April 6, 2009 | Unregistered CommenterDavid

I saw a recent chart which depicted the 100, 200 and 400-day moving average gold prices over the past 2 years. Interestingly, within the past few weeks all 3 lines converged (at a price just north of $850).

The reason I was interested is that such a convergence has not occurred in the past 2 years (the chart did not contain any earlier data.

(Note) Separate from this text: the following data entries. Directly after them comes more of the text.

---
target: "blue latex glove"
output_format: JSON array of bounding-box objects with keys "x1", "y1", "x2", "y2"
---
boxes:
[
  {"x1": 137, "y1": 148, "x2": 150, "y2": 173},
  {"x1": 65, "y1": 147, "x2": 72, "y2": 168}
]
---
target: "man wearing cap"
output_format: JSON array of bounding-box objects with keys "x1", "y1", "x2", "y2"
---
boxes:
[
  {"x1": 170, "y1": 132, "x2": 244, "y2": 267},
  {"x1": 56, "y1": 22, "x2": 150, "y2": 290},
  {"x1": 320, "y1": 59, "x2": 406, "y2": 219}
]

I would like to hear from a chartist as to whether that recent convergence has any significance or meaning.

April 9, 2009 | Unregistered CommenterRic

I think everyone is coming to the same conclusions.. Gold is far too manipulated to be left too rocket in the short term. If the SHTF scenario occurs then yes gold will take off.
Question is, is that a great thing to be wishing for..
I can see gold hitting $600 and lower $450 before the truth is revealed about just how shoddy our monetary system is.